I really can’t add much more to Meaghan Garvey’s brilliant summation of this song, except to say that when Swae Lee says, “Young bull livin’ like a geezer," he gives the world-weary, double-cup ATL trap pose a self-aware wink that breaks open the sky like a sunrise. Also, it’s a riot that the #MigosBetterThantheBeatles hashtag was such an absurdly contested topic about a year and a half ago, yet it was the Sremmurds who actually took it all the way there, with flair.

The Body, “The Fall and the Guilt” (Thrill Jockey)

A wave of crushing, eternal static greets you, feedback fading in and out, a piano adds doleful texture, and the low, haunting coo of Chrissy Wolpert (leader of the Assembly Light Choir) wafts in like the voice of a ghostly Lady of the Canyon who slowly leads you through a vast, reverberating roar. In other words, it’s stupefyingly romantic. “Misery and joy / Tell the world this / Sing to our love, the only truth,” she intones. Desolate nihilism has always been the organizing philosophy of Portland doom-metal duo Chip King and Lee Buford, a.k.a. The Body. But the song’s video, directed by Joe Martinez Jr., who has created memorable clips for Ryley Walker and Tortoise, fleshes out the notion that something intensely human and exhilarating could emerge from the dread and cacophony. Shot in black-and-white, a man and woman face each other, ever so lightly caressing and then kissing with a touching intensity that outstrips the music. Even if they’re the last people on earth, you envy their connection. Another, more ominously disorienting clip for the song “The Myth Arc,” from the band’s new album No One Deserves Happiness, features Keir Gilchrist, of the terrifying, body-as-death-vessel horror film It Follows. It’s basically a prequel to “The Fall and the Guilt,” or at least that’s what I hope. Happy endings and all, emphasis on the ”endings.”

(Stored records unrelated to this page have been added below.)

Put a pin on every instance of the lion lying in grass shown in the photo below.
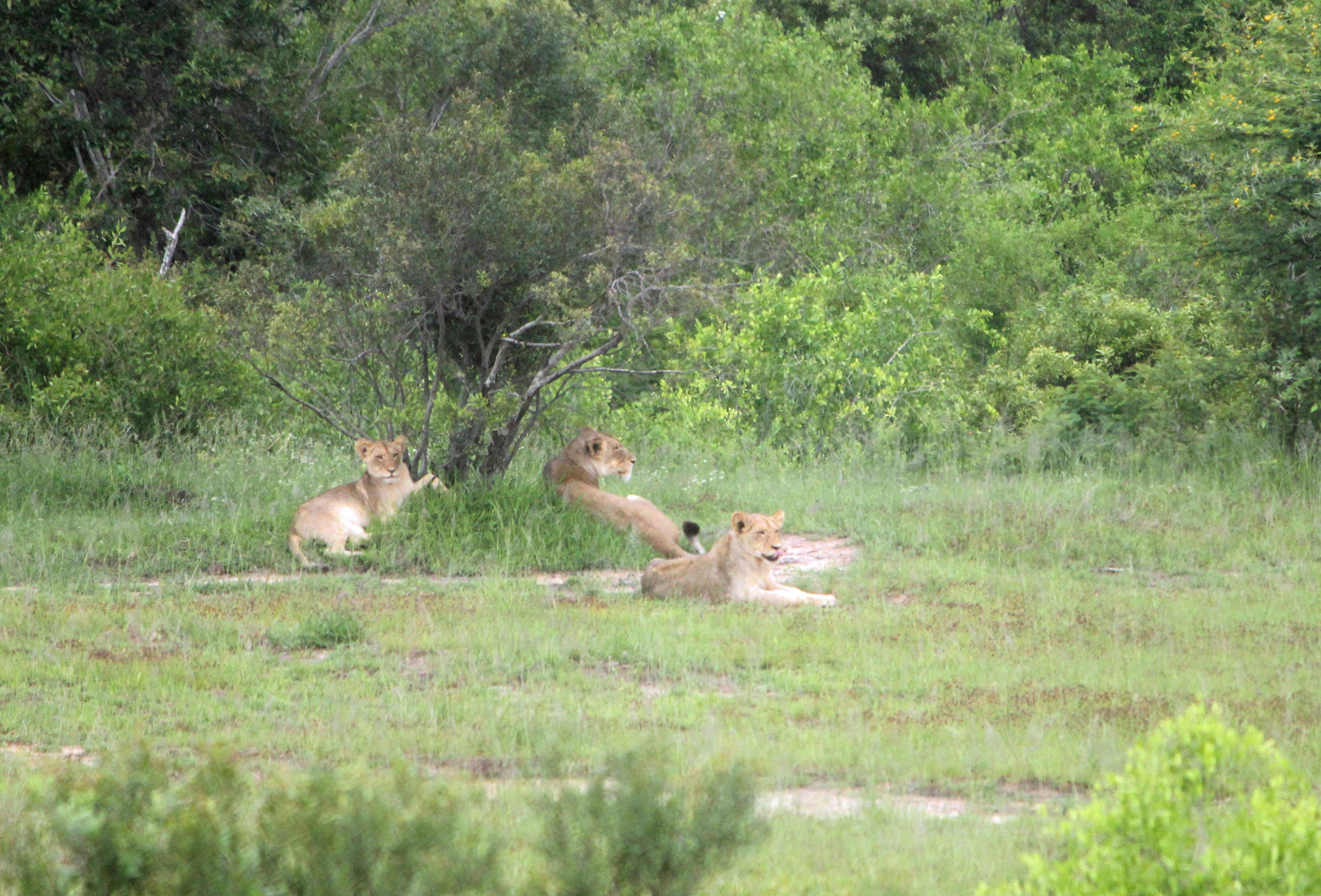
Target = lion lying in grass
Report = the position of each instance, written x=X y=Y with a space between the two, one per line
x=736 y=569
x=341 y=514
x=576 y=472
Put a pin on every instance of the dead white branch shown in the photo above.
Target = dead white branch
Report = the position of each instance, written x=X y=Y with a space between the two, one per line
x=172 y=236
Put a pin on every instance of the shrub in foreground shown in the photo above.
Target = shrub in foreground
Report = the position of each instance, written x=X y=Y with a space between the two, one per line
x=129 y=828
x=1199 y=809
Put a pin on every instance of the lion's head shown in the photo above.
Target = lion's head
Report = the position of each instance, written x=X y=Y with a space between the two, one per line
x=384 y=459
x=602 y=454
x=759 y=534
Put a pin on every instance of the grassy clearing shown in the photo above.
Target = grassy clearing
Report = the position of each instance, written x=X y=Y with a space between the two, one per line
x=996 y=628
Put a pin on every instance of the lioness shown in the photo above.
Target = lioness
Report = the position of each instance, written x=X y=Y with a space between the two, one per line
x=736 y=569
x=341 y=514
x=576 y=472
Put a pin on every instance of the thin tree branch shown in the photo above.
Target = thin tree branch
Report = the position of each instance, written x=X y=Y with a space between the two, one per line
x=172 y=236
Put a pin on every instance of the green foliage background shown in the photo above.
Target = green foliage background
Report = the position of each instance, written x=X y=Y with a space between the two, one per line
x=936 y=222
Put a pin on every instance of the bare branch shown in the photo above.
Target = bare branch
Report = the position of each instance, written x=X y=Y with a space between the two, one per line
x=172 y=237
x=325 y=415
x=636 y=373
x=366 y=28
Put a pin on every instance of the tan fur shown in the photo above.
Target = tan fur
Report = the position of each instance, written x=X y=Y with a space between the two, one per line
x=576 y=474
x=736 y=569
x=341 y=514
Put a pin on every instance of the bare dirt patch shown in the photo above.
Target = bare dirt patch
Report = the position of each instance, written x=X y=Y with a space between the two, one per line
x=802 y=554
x=1011 y=801
x=35 y=754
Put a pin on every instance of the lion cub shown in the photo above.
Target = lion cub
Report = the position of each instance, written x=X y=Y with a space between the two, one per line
x=341 y=514
x=736 y=569
x=576 y=476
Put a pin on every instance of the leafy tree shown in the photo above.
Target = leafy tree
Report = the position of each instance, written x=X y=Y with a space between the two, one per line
x=93 y=338
x=1200 y=808
x=464 y=273
x=1243 y=164
x=158 y=106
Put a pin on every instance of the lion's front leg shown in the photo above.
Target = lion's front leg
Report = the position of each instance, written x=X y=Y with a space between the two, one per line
x=782 y=596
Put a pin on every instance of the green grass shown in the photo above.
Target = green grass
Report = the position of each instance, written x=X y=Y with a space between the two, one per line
x=998 y=629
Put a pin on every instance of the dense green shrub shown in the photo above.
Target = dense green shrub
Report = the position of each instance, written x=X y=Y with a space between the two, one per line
x=129 y=829
x=1243 y=163
x=828 y=357
x=87 y=336
x=1200 y=808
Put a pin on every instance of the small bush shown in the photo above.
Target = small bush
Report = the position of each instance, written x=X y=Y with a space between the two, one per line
x=638 y=830
x=322 y=632
x=1199 y=809
x=129 y=829
x=87 y=338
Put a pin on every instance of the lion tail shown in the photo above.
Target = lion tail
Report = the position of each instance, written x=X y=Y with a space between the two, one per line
x=691 y=530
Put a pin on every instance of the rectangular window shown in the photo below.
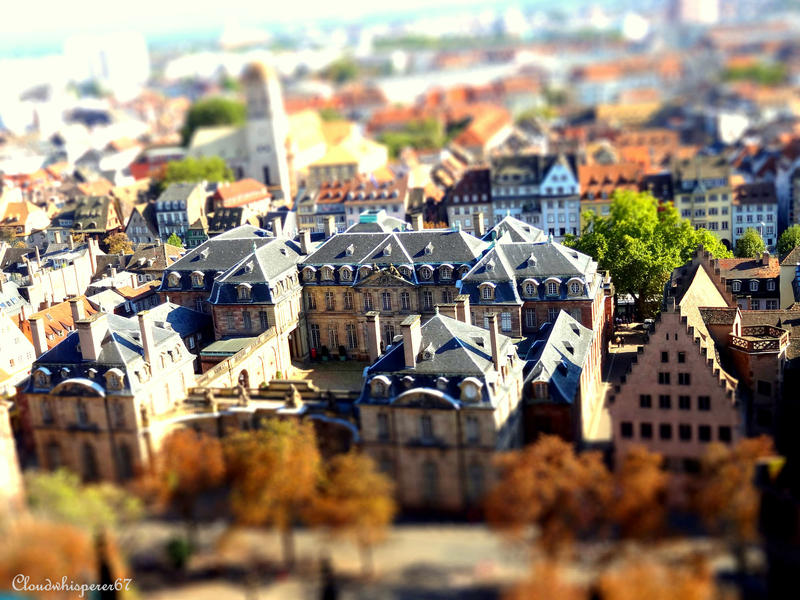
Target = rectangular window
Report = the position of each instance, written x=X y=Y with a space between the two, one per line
x=472 y=430
x=315 y=340
x=383 y=427
x=352 y=338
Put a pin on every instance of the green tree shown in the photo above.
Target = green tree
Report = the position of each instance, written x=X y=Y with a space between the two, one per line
x=640 y=243
x=750 y=245
x=211 y=168
x=212 y=111
x=118 y=243
x=174 y=240
x=789 y=240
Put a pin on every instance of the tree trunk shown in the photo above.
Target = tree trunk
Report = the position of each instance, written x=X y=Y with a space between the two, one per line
x=367 y=565
x=287 y=544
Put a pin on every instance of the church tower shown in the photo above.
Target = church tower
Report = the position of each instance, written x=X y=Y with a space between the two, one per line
x=267 y=128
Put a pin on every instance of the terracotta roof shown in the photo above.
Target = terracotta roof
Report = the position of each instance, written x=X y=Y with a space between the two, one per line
x=749 y=268
x=57 y=321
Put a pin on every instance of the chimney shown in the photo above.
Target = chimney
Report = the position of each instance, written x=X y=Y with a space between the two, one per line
x=412 y=339
x=330 y=226
x=276 y=227
x=478 y=224
x=373 y=335
x=447 y=310
x=462 y=309
x=148 y=341
x=37 y=332
x=92 y=331
x=76 y=307
x=305 y=241
x=492 y=318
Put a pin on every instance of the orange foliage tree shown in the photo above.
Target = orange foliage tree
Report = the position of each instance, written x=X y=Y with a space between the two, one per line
x=274 y=473
x=356 y=500
x=639 y=504
x=657 y=582
x=41 y=549
x=726 y=496
x=187 y=464
x=548 y=486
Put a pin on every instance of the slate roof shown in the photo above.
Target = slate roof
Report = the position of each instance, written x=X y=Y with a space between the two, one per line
x=515 y=231
x=509 y=265
x=121 y=348
x=458 y=350
x=557 y=355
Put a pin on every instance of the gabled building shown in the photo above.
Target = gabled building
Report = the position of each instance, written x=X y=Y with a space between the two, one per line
x=101 y=401
x=437 y=407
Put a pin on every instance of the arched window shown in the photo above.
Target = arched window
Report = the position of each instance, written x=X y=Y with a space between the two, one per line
x=89 y=462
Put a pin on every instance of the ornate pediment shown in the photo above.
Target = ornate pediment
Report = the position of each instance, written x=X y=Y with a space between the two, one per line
x=385 y=277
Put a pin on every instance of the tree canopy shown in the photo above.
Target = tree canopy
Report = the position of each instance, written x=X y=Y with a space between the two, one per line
x=640 y=243
x=212 y=111
x=789 y=240
x=211 y=168
x=750 y=245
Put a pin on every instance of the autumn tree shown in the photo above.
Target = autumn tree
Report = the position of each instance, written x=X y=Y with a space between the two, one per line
x=750 y=245
x=726 y=496
x=118 y=243
x=187 y=464
x=274 y=473
x=548 y=486
x=638 y=508
x=641 y=242
x=789 y=240
x=657 y=581
x=355 y=500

Young M.A, “OOOUUU” (M.A Music/3D)

I really can’t add much more to Doreen St. Félix’s brilliant summation of this song, except to say that when the New York MC’s hit comes on my fave North Carolina hip-hop station, which is pretty often these days, I can practically smell deep Brooklyn, in all its yet-to-be gentrified grill-smoke and steaming asphalt and exhaust-fuming wooze. Plus, she makes “bozo” rhyme with “boatload,” so there you have it.

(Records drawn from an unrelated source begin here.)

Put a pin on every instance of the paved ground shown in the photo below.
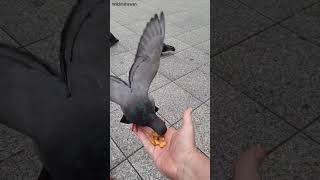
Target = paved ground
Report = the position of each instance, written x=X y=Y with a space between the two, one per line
x=266 y=85
x=183 y=79
x=35 y=27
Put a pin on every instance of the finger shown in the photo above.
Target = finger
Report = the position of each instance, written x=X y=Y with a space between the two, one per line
x=187 y=119
x=145 y=140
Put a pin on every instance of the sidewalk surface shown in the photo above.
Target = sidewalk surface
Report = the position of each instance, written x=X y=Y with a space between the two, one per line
x=266 y=85
x=182 y=81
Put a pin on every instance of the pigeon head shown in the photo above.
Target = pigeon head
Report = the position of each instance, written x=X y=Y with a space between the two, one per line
x=143 y=113
x=138 y=107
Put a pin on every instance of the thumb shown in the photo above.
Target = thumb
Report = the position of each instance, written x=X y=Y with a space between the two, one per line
x=187 y=120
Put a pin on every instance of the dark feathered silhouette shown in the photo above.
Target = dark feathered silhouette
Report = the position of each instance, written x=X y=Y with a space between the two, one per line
x=138 y=107
x=64 y=115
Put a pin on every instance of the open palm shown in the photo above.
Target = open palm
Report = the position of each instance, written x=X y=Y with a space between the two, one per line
x=170 y=160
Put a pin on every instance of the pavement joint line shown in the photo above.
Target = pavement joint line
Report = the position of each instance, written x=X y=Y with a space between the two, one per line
x=290 y=16
x=311 y=138
x=39 y=40
x=310 y=123
x=281 y=143
x=244 y=40
x=275 y=23
x=12 y=155
x=135 y=169
x=283 y=19
x=126 y=158
x=301 y=37
x=12 y=37
x=188 y=92
x=259 y=103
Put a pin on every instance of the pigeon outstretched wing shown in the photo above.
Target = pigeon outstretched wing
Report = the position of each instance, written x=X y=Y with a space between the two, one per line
x=147 y=59
x=83 y=44
x=119 y=91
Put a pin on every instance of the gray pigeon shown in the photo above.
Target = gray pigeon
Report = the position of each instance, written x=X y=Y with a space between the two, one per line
x=138 y=107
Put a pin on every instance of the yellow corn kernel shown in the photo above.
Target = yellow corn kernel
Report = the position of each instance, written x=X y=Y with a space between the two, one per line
x=162 y=144
x=157 y=142
x=153 y=142
x=154 y=134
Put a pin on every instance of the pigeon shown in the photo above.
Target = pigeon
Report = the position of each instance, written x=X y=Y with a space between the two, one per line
x=137 y=106
x=64 y=114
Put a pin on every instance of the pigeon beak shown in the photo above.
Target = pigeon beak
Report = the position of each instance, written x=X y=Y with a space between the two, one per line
x=158 y=126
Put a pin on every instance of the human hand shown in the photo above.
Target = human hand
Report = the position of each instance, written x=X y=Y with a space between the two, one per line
x=179 y=150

Between the Beats: The Black Madonna, Resident Advisor short film

There are a bunch of interviews and videos online of Chicago DJ-and-much-more Marea “The Black Madonna” Stamper, both behind the turntables and on the move from job to job. If you’re not familiar, use this 28-minute energy shot as an intro to the Kentucky-born, ex-teen-rave mixtape hustler, loud-speaking feminist who now tours the world spreading the gospel of history-stoking, soul-deepening house music while exultantly freaking the fuck out on a regular basis. At age 38, Stamper has struggled for years and is relatively early on in her career as a truly legit DJ/producer, but that also might be why she’s one of the most convincing dance-music ambassadors that America has ever produced — she’s in a hurry to make up for lost time. I wouldn’t argue that you’ll wanna party for life after watching this thing, but you’ll respect the hell out of her grind. And about that name (Stamper is white), she’s got an extended “soliloquy” related to her family’s deep-rooted Catholicism that might blow black some snap judgments.

JPEGMAFIA, “I Just Killed a Cop Now I’m Horny”

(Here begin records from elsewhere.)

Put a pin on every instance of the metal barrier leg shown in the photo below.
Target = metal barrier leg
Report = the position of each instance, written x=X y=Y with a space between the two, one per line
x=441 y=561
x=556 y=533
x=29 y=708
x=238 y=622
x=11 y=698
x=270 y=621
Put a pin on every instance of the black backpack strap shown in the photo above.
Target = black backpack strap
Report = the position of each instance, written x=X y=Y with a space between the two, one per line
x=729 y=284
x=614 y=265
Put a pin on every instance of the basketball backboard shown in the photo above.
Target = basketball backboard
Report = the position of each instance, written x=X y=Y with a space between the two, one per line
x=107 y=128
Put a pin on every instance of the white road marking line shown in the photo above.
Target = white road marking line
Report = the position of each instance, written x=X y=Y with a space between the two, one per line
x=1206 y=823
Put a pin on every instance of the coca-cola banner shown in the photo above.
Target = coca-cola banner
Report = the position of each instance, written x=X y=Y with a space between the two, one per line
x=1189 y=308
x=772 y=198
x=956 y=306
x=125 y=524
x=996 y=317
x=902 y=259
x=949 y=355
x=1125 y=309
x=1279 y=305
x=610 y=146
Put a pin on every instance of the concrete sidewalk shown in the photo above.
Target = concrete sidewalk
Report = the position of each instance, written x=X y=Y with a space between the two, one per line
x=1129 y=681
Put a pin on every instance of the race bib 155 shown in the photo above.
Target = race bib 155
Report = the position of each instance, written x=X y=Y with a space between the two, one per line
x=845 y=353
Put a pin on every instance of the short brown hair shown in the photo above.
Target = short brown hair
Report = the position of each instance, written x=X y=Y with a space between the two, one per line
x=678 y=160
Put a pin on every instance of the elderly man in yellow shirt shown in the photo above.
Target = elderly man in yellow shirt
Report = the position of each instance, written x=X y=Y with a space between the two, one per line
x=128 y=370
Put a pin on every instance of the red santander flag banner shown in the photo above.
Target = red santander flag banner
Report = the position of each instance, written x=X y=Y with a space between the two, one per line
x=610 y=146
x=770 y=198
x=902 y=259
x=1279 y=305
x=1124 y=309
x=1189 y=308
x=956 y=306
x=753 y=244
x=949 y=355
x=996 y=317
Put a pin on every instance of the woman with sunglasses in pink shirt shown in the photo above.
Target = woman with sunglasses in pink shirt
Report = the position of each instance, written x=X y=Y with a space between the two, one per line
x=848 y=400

First of all, this is in no way a joke. In fact, it’s an extremely tender and brooding reflection on an endangered, nomadic African-American life. JPEG, a.k.a. Barrington Hendricks, has lived in New York and Alabama and served in the military, but perhaps it’s appropriate that he landed in Baltimore, where his scratchy, crooning, scowling raps exist in a context of constant, highly visible police-community conflagration. There are lots of voices here, some high off Xans, some off gunpowder, all worth a listen.